An endoscopic craniotomy is another type of craniotomy that involves the insertion of a lighted scope with a camera into the brain through a small incision in the skull.

Aneurysm clipping is another surgical procedure which may require a craniotomy. A cerebral aneurysm (also called an intracranial aneurysm or brain aneurysm) is a bulging weakened area in the wall of an artery in the brain, resulting in an abnormal widening or ballooning. Because of the weakened area in the artery wall, there is a risk for rupture (bursting) of the aneurysm. Placement of a metal clip across the "neck" of the aneurysm isolates the aneurysm from the rest of the circulatory system by blocking blood flow, thereby preventing rupture.

Craniectomy is a similar procedure that involves the permanent removal of a portion of the skull. This is done if swelling is likely after brain surgery or if the skull bone flap cannot be replaced for other reasons.

Other related procedures that may be used to diagnose brain disorders include cerebral arteriogram, computed tomography (CT) scan of the brain, electroencephalogram (EEG), magnetic resonance imaging (MRI) of the brain, positron emission tomography (PET) scan, and x-rays of the skull.

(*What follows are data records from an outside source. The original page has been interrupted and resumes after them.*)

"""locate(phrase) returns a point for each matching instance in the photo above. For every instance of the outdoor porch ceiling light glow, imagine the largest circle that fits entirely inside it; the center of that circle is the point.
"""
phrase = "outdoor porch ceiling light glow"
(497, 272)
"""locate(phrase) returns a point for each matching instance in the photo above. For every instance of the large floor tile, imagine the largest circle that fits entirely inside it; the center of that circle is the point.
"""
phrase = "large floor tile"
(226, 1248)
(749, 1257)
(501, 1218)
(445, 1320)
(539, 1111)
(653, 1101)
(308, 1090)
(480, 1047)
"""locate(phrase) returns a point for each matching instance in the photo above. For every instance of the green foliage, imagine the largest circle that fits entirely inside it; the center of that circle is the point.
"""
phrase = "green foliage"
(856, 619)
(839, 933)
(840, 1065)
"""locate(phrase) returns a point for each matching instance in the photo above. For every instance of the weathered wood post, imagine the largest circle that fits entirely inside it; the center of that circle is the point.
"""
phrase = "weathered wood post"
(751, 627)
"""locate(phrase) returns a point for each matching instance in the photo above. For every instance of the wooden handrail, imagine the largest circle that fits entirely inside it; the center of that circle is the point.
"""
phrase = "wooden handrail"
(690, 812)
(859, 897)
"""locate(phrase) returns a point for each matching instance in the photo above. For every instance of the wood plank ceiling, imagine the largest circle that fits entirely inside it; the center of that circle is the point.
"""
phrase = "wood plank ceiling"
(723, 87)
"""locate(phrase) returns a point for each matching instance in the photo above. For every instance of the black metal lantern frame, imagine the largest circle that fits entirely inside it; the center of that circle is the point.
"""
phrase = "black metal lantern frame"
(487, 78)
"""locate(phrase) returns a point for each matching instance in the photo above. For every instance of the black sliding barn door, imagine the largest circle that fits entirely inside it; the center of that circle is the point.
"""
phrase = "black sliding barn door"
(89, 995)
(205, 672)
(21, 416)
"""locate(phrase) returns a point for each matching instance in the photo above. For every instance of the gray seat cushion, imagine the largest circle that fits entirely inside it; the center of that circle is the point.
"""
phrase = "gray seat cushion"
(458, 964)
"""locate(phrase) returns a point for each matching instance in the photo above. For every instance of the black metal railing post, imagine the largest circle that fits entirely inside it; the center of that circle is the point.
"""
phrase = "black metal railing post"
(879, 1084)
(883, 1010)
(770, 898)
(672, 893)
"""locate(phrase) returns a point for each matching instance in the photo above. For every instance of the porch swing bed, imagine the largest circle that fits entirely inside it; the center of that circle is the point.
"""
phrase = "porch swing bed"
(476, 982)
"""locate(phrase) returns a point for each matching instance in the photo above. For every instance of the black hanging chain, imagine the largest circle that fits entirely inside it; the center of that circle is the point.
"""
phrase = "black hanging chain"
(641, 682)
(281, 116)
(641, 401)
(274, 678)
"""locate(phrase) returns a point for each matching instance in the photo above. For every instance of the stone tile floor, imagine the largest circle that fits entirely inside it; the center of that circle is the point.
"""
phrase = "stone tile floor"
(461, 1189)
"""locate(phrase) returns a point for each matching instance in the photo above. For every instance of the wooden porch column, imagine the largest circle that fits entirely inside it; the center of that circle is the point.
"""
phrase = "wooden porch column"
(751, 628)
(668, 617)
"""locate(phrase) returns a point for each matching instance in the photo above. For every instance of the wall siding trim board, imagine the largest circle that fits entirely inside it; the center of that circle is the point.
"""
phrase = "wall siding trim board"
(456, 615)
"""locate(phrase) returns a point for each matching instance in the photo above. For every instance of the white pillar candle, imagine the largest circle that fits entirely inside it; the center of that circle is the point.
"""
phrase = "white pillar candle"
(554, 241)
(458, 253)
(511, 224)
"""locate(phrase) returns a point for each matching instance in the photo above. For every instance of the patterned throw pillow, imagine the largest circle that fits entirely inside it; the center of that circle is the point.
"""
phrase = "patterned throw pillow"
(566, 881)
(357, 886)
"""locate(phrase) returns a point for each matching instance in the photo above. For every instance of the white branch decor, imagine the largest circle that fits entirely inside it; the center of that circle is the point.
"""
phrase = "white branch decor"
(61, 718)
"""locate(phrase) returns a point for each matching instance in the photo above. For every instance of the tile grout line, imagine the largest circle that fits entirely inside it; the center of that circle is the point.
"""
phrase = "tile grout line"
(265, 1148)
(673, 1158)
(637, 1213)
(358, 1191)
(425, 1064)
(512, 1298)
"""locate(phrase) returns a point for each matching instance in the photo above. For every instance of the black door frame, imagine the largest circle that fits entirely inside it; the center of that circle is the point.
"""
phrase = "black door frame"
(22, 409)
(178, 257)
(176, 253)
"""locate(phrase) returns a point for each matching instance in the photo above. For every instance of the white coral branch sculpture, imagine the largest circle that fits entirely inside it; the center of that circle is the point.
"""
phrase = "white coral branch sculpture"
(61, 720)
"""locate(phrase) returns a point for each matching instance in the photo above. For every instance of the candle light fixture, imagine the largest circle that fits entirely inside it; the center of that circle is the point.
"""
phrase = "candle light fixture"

Please see these procedures for additional information.

Anatomy of the brain

The brain and spinal cord make up the central nervous system (CNS). The CNS controls all the functions of the body such as vision, taste, touch, muscle movement, breathing, thought, behavior, memory, and emotion. Every process in the body is affected by the brain.

What are the different sections of the brain?

The brain has three main sections, the cerebrum, brainstem, and cerebellum. Each section has unique functions:

  • cerebrum
    The cerebrum (forebrain or front brain) is the largest section of the brain. It is composed of right and left hemispheres, which control the opposite sides of the body. For example, the left side of the brain controls the right side of the body, along with speech. Functions of the cerebrum include initiation and coordination of movement, sensation, touch, vision, hearing, judgment, reasoning, problem solving, emotions, learning, and control of body temperature.

  • brainstem
    The brainstem (mid brain) includes three divisions: midbrain, pons, and medulla. Here information is relayed between the peripheral nerves and spinal cord to the upper parts of the brain

    Some specific functions of the brainstem include:

    • control of vital signs, such as breathing, heart rate, and blood pressure

    • alertness

    • sleepiness

    • eye movement

    • involuntary muscle movements such as sneezing, coughing, vomiting, yawning, and swallowing

  • cerebellum
    The cerebellum (back brain) is located in the back of the skull. Its function is to coordinate voluntary muscle movements and to maintain posture and balance.